It seems that we talk a lot about the pressure facing our tweens and teenage girls as they are bombarded with messages about their appearance. We fear that they will develop unrealistic expectations about how they should look that will leave them feeling insecure and unlovable.
We know their struggle to fit some unattainable mold can spill into the rest of their lives interfering with their relationships and causing them to doubt their capabilities preventing them from reaching their full potential. We tell them to stop worrying so much about what anyone else thinks. We tell them to be the beautiful individuals they are.
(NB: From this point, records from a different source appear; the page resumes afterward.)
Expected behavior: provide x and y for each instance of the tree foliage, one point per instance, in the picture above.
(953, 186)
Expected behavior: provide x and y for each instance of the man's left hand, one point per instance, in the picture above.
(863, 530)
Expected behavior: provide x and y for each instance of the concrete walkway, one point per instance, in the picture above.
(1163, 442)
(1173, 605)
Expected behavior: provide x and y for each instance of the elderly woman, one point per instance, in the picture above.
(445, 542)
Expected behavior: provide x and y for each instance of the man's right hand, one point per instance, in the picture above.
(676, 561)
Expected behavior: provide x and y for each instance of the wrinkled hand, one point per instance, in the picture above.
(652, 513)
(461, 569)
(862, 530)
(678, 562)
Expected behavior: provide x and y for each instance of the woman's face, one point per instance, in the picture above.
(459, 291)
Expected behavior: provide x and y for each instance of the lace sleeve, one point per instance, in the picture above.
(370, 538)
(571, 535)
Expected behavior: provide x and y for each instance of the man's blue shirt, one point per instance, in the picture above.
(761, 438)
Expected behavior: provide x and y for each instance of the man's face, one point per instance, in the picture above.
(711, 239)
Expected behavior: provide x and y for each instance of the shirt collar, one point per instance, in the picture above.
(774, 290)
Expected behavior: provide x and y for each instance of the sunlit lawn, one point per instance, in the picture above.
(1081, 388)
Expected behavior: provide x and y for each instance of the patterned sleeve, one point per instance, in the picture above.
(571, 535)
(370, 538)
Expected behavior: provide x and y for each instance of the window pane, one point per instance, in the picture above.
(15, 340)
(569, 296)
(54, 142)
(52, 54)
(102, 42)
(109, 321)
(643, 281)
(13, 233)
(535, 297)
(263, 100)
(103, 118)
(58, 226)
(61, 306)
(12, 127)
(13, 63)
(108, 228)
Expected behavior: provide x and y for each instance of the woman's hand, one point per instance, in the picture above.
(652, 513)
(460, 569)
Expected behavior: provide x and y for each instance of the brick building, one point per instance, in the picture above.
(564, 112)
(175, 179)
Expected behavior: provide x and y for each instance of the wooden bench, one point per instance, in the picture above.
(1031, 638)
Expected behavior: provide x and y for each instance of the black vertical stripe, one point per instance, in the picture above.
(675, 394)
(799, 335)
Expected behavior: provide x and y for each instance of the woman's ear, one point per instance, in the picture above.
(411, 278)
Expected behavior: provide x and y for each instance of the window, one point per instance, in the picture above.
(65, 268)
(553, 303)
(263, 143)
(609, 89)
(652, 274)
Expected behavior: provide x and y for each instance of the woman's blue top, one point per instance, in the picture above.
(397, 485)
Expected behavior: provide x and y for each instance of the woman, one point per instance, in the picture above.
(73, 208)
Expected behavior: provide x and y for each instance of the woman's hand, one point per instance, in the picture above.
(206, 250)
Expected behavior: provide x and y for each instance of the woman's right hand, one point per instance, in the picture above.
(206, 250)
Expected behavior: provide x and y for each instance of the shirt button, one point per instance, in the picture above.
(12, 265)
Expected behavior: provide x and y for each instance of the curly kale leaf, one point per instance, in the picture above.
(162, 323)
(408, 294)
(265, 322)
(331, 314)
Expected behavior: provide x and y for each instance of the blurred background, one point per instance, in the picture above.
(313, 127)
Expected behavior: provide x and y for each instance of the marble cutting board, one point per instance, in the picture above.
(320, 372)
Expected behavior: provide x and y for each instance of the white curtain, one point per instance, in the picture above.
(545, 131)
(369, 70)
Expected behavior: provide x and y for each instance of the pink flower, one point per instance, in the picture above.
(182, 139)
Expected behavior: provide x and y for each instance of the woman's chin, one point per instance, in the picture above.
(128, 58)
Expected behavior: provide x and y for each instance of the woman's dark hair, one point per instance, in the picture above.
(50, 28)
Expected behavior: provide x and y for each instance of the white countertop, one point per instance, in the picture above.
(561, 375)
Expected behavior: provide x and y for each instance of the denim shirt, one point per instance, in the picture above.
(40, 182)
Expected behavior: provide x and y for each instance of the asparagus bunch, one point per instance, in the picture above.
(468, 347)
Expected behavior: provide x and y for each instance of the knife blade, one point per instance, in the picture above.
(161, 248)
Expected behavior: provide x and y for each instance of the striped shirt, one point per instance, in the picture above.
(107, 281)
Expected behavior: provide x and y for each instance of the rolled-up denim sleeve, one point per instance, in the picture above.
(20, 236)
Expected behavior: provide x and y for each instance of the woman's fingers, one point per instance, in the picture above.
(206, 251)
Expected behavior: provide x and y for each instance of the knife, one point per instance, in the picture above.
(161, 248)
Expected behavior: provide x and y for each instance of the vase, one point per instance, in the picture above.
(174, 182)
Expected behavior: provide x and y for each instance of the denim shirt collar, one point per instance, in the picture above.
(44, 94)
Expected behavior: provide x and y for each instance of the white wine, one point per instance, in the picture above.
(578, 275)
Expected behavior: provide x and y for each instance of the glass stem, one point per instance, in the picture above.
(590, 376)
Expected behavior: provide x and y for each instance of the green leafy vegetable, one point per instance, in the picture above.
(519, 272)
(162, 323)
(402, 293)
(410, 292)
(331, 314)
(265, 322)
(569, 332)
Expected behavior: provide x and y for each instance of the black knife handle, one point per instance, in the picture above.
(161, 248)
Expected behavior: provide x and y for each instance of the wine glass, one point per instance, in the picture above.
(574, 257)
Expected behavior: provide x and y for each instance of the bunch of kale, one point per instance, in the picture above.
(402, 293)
And yet, how different is it for us?
Though we’ve lived longer and perhaps think we know better, we still face those same pressures as we grow older. The messages we’re sent through advertising, movies and television leave us little room to embrace and welcome the changes in our appearance. We too are set up to have unrealistic expectations about what we should look like.
It’s as important for us to recognize and refuse these negative messages as it is for our tweens and teens. I love how Hollywood headliner Frances McDormand recently emphasized the point in an interview with the New York Times. She is starring in “Olive Kittredge,” a four-part HBO mini-series as a “frumpy, grumpy math teacher.” She explained why she’s not following the typical starlet path of trying to appear younger.
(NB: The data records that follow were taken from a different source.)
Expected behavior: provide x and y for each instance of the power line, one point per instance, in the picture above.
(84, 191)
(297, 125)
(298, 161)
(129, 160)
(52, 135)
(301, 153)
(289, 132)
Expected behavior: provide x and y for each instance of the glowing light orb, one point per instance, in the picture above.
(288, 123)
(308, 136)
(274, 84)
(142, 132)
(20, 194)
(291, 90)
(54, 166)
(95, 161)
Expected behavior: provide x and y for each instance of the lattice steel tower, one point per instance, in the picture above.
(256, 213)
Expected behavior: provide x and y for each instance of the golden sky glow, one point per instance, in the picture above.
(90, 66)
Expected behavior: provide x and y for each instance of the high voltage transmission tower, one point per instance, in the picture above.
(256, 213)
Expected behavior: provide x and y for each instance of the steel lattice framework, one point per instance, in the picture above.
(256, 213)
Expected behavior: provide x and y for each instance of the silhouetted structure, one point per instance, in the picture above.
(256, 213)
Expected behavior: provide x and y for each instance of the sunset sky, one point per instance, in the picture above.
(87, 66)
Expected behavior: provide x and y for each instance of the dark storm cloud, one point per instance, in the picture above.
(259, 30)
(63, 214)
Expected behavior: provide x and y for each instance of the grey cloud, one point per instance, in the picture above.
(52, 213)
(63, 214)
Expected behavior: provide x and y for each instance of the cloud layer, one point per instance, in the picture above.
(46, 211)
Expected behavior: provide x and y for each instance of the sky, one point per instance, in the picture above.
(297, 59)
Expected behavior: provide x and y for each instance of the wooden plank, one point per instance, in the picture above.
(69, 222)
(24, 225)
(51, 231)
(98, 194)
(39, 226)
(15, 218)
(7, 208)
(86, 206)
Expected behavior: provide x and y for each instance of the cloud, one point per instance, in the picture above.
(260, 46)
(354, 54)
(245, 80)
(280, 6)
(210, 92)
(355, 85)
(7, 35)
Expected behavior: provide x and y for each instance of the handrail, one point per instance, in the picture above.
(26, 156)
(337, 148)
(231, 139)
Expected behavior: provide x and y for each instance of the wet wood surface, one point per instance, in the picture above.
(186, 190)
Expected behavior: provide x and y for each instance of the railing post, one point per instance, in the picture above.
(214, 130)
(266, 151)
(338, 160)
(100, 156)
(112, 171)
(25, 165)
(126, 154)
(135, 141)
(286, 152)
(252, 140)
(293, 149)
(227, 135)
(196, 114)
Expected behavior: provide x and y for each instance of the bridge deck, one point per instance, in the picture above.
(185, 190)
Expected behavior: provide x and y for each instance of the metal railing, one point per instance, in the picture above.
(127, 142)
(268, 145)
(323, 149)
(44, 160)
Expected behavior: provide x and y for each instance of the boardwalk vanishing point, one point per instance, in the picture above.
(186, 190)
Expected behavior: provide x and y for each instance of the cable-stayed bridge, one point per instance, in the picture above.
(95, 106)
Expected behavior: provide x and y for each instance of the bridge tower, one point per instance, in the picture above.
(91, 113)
“We are on red alert when it comes to how we are perceiving ourselves as a species,” she said. “There’s no desire to be an adult. Adulthood is not a goal. It’s not seen as a gift. Something happened
culturally: No one is supposed to age past 45 — sartorially, cosmetically, attitudinally. Everybody dresses like a teenager. Everybody dyes their hair. Everybody is concerned about a smooth face.”
Well, not everybody. Her own short hair on this late September afternoon was an impish chaos of dark and white patches and untamed tufts pointing every which way. She’d done nothing to disguise the lines around her mouth and eyes, and her brow furrowed readily and completely. She showed me.
“I have not mutated myself in any way,” she said. “Joel and I have this conversation a lot. He literally has to stop me physically from saying something to people — to friends who’ve had work. I’m so full of fear and rage about what they’ve done.”
I believe we need a definition of beauty that is ageless, one that encompasses the lines, the wrinkles, the sags and the bags as a celebration of experience and wisdom. At any age learning to love how you look is a gift to yourself. It gives you an irreplaceable confidence to reach for success and to enjoy life. So don’t worry about what anyone else thinks. Be the beautiful individual that you are!